AM & Fraud: Risk that put burdens on Banks

AML & Fraud: The Global Challenge

Just when you think you've filled all the gaps by investing in all the right technology, crafty criminals will come up with an unexpected way to commit fraud. Increased cross-border transaction volume means more opportunity not just for money laundering, but also for ACH fraud, card fraud and identity theft, and that means greater need for real-time transaction monitoring.

As global transactions increase, and political unrest in Northern Africa continues, U.S. regulators will more closely scrutinize compliance with the USA Patriot Act and the Bank Secrecy Act, to name two regulations.

In other parts of the world, such as Europe, where privacy mandates often conflict with U.S. policy, regulators are just as intent on ensuring standards and sanctions are adhered to by banks and businesses operating within their borders.

From an AML perspective, most international banks are complying well with existing regulatory mandates. But enhanced monitoring, going forward, will be a must.

Regulators are looking for more efficient monitoring, and now banks are going to be expected to have more streamlined fraud-detection tools. Centralizing data is the only cost-effective way to streamline.

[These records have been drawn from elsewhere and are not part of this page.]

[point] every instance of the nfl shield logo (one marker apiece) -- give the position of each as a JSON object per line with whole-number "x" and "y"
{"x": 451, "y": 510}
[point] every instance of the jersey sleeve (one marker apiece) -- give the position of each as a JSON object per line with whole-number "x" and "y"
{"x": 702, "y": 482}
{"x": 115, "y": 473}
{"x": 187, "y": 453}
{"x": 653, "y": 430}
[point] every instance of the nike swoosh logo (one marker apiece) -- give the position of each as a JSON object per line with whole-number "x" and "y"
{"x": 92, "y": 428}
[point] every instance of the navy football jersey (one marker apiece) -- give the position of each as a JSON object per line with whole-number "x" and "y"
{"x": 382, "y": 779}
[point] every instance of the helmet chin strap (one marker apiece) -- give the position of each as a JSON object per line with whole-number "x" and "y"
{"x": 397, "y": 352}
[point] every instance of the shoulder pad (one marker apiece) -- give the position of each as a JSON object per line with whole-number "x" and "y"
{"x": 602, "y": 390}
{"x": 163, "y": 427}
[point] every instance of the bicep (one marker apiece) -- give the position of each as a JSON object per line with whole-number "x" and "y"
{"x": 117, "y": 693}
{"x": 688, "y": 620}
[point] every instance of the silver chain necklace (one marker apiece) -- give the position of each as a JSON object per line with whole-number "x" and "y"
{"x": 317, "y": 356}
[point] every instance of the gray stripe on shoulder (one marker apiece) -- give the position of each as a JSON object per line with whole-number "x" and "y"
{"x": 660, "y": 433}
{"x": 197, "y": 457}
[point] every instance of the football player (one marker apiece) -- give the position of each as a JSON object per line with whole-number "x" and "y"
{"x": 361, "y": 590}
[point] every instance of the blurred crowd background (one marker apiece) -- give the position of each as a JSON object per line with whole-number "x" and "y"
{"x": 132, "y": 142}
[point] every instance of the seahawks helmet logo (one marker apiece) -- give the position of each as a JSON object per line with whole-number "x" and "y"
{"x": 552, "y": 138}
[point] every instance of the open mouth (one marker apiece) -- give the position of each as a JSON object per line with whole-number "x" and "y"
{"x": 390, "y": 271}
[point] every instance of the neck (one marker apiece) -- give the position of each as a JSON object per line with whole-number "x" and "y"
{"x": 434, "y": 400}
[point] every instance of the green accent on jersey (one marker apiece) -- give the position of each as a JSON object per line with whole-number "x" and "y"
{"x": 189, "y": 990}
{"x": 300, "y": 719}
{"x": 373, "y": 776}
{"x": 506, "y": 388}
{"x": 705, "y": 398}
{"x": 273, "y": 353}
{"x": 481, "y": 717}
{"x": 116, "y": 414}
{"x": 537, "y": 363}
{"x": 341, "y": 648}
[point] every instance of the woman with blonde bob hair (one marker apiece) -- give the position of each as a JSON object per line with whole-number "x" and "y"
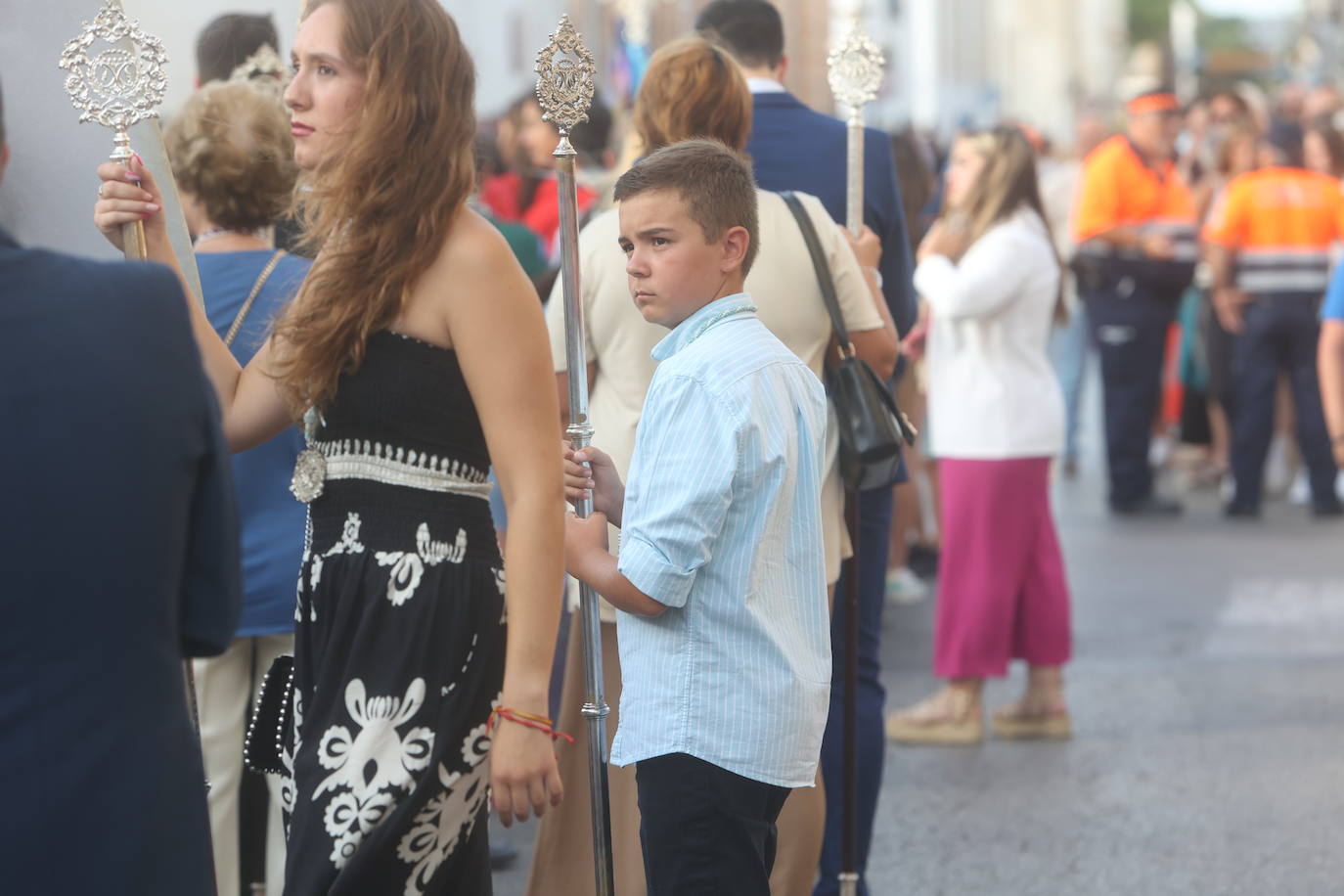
{"x": 991, "y": 281}
{"x": 693, "y": 89}
{"x": 233, "y": 156}
{"x": 416, "y": 353}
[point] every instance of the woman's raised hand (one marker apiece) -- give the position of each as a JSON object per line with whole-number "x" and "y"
{"x": 125, "y": 197}
{"x": 867, "y": 247}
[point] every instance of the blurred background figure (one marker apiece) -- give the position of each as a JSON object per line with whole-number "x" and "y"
{"x": 992, "y": 280}
{"x": 525, "y": 190}
{"x": 1136, "y": 226}
{"x": 230, "y": 40}
{"x": 1070, "y": 344}
{"x": 119, "y": 559}
{"x": 915, "y": 518}
{"x": 1322, "y": 150}
{"x": 1271, "y": 241}
{"x": 234, "y": 162}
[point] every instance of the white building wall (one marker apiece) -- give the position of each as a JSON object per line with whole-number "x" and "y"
{"x": 47, "y": 195}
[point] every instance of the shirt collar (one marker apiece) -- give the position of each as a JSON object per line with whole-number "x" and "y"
{"x": 765, "y": 85}
{"x": 693, "y": 328}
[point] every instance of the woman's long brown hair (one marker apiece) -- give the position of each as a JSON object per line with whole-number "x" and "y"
{"x": 381, "y": 205}
{"x": 1006, "y": 184}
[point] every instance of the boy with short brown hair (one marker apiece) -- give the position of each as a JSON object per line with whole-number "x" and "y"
{"x": 721, "y": 589}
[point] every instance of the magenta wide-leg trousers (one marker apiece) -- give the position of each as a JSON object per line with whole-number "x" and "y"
{"x": 1002, "y": 586}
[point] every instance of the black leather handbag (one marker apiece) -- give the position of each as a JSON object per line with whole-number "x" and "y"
{"x": 272, "y": 726}
{"x": 873, "y": 428}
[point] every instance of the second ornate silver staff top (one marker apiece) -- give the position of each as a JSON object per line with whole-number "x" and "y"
{"x": 855, "y": 74}
{"x": 564, "y": 87}
{"x": 117, "y": 86}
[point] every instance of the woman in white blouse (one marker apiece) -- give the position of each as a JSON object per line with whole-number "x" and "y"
{"x": 694, "y": 89}
{"x": 991, "y": 283}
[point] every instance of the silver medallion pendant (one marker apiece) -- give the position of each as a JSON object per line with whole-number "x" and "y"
{"x": 309, "y": 475}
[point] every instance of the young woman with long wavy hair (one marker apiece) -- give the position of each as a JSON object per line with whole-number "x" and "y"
{"x": 991, "y": 280}
{"x": 417, "y": 352}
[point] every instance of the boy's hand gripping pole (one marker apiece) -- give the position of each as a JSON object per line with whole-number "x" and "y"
{"x": 564, "y": 82}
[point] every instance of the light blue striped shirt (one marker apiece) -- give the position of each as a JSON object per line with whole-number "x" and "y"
{"x": 722, "y": 522}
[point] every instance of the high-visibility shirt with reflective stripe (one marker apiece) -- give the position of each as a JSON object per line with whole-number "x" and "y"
{"x": 1121, "y": 190}
{"x": 1281, "y": 222}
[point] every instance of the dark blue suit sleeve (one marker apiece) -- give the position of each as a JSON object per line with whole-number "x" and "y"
{"x": 211, "y": 583}
{"x": 887, "y": 219}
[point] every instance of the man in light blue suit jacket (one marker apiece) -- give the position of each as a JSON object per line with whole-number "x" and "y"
{"x": 796, "y": 148}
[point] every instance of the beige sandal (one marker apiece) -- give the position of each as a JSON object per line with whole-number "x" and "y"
{"x": 1021, "y": 720}
{"x": 949, "y": 718}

Centralizing your data is so important, for fraud detection, as well as knowing your customer. After all, knowing your customer leads to better service and fewer fines in the long run
Compliance is always looked at as a cost center. But when you know your customers and how they behave, not only can you meet the requirements of regulatory compliance, but you also can more effectively target your customers and shape your products around what they need, rather than around what you assume they want.